Can you imagine? The greatest rabbi of the day, a juggler and a body builder, doing full body push ups on his thumbs? They sure built them differently in those days.

Now when it comes to Simchat Torah and dancing around, the dancing is either sedate, boring and perfunctory or drink driven wild chaos masquerading as religious ecstasy. Good for inhibitions perhaps but so is coke. At religious weddings on the other hand you’ll see religious dancing that is choreographed, frum hoedowns or kosher break dancing. But somehow as soon as it gets near a synagogue it tends to lose the plot. Actually modern reenactments of the Well House celebrations are worth looking in on!

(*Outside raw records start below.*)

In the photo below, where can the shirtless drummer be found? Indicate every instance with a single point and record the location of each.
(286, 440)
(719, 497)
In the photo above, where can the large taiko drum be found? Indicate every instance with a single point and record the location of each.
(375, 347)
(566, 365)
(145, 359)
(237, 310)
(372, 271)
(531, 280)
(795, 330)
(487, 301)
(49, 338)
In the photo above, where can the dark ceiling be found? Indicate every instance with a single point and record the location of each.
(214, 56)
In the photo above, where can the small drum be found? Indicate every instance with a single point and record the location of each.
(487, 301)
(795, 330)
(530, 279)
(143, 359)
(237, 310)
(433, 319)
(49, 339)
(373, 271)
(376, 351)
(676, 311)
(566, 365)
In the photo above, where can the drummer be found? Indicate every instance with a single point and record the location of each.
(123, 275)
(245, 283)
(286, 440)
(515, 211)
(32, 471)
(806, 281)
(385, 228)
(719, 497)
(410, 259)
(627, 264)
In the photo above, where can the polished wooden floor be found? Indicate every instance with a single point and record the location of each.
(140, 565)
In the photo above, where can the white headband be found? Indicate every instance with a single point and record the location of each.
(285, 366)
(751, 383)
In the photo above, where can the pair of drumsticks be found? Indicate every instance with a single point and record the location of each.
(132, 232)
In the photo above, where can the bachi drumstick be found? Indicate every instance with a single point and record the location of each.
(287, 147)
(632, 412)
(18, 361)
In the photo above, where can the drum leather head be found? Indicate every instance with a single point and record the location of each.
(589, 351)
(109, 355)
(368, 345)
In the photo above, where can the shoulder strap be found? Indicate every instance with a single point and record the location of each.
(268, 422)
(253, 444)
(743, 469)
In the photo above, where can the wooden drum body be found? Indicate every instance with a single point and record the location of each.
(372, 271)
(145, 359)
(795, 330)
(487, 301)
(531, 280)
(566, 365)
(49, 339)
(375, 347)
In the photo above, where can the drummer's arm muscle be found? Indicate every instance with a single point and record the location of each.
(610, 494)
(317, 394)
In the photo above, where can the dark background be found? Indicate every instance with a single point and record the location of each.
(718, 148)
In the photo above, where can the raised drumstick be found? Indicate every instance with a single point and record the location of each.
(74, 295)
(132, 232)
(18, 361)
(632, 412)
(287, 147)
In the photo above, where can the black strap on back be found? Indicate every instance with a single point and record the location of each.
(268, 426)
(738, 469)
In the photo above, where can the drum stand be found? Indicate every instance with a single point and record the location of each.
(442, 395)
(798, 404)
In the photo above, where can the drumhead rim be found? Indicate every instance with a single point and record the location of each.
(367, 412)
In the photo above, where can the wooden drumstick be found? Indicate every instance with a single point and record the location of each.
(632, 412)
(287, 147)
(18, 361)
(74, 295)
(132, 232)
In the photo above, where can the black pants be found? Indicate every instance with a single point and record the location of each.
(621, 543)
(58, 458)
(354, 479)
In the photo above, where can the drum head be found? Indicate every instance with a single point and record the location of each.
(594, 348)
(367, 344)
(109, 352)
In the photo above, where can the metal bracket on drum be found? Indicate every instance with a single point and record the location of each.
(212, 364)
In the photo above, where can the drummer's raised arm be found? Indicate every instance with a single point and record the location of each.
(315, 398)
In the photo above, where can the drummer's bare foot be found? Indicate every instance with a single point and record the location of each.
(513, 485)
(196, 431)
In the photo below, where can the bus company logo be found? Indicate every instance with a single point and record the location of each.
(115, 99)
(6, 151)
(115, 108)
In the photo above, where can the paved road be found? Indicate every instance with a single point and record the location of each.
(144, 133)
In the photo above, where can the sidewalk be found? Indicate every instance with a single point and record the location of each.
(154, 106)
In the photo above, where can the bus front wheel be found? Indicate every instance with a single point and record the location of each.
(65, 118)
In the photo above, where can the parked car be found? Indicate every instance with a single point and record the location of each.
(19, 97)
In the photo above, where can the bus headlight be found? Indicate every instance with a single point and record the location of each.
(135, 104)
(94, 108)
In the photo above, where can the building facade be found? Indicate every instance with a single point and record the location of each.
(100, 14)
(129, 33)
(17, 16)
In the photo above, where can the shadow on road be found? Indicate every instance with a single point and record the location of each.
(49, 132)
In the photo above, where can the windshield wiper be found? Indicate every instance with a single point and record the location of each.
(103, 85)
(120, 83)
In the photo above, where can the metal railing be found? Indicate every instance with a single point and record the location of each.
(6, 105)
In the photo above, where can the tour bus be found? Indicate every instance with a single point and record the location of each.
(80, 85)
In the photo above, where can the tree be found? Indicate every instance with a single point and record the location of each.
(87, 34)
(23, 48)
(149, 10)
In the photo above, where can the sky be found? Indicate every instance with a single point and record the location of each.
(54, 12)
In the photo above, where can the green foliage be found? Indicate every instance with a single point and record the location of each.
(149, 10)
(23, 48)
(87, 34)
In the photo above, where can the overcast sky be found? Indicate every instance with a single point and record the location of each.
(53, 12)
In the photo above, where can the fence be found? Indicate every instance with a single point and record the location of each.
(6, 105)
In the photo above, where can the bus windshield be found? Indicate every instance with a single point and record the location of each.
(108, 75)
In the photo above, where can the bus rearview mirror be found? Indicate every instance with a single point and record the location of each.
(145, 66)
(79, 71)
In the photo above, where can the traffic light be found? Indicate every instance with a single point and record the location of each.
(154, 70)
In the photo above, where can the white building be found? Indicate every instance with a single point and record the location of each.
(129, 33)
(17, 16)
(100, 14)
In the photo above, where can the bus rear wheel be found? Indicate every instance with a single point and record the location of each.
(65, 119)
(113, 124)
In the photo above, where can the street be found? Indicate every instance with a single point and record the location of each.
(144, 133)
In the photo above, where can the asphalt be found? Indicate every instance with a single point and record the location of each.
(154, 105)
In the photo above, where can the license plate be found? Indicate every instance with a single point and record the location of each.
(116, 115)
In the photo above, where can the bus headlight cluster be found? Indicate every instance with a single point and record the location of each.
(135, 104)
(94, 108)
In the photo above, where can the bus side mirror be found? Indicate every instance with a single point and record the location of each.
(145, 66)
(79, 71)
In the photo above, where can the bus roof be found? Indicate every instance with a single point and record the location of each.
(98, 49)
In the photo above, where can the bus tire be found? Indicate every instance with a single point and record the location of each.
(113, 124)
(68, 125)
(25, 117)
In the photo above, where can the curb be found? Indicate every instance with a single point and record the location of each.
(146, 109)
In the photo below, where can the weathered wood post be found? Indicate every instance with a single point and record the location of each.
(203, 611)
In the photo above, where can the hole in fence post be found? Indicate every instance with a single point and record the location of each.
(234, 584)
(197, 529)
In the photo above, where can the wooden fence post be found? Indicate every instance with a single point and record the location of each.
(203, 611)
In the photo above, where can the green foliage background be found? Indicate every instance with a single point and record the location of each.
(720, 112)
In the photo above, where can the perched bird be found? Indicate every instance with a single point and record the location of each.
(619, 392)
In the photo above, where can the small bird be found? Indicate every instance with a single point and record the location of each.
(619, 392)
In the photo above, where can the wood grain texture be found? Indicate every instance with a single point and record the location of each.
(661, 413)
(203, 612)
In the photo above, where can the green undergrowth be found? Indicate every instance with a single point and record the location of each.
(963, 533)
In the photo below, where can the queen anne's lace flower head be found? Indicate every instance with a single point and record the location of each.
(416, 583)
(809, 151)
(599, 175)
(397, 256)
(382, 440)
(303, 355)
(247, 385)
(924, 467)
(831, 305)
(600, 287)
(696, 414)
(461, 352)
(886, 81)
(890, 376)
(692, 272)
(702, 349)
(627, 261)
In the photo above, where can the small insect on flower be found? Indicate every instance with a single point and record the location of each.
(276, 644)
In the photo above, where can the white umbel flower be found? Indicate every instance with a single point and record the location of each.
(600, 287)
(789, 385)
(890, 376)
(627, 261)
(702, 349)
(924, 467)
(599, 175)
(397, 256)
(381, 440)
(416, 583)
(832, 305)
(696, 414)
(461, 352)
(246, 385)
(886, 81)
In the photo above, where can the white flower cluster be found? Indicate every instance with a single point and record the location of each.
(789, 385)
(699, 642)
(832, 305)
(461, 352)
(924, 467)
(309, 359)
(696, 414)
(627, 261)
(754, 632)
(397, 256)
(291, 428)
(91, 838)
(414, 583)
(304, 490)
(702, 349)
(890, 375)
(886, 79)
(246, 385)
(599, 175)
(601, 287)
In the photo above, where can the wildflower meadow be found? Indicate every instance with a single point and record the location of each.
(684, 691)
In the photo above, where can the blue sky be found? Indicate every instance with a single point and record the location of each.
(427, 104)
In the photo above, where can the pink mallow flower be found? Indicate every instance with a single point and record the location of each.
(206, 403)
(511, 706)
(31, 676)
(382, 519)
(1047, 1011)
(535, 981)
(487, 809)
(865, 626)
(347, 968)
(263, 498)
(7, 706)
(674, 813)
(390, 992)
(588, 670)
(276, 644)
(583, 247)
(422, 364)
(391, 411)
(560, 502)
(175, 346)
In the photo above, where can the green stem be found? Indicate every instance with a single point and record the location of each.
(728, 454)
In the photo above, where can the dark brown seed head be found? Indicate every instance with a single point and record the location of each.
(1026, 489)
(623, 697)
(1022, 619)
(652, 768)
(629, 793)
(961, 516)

Perhaps it’s a sign of age that I simply don’t enjoy hopping around holding on to a sweaty man, or being squashed in a tightly pressed circle of slow moving shocklers. And I certainly don’t like getting drunk. But on the other hand I can’t juggle and as for press ups I need two full hands and its still a struggle. I love Torah. Not so keen on the dancing. Is there something wrong with me? Is this where my inhibiting Anglo upbringing that has somehow got in the way and overcomes my yeshiva training? Am I allowing “English” decorum to inhibit religious fervor? Or is it simply that a lot of what passes for religious enthusiasm is fake and I see through it?

I don’t really know. But I do know that all this underlines the fact that Jewish custom and tradition is so varied and variegated, it offers so many different ways of celebrating life and spirit that if one is interested in looking one can surely find something that will appeal. Just don’t expect everyone else to agree with your choices!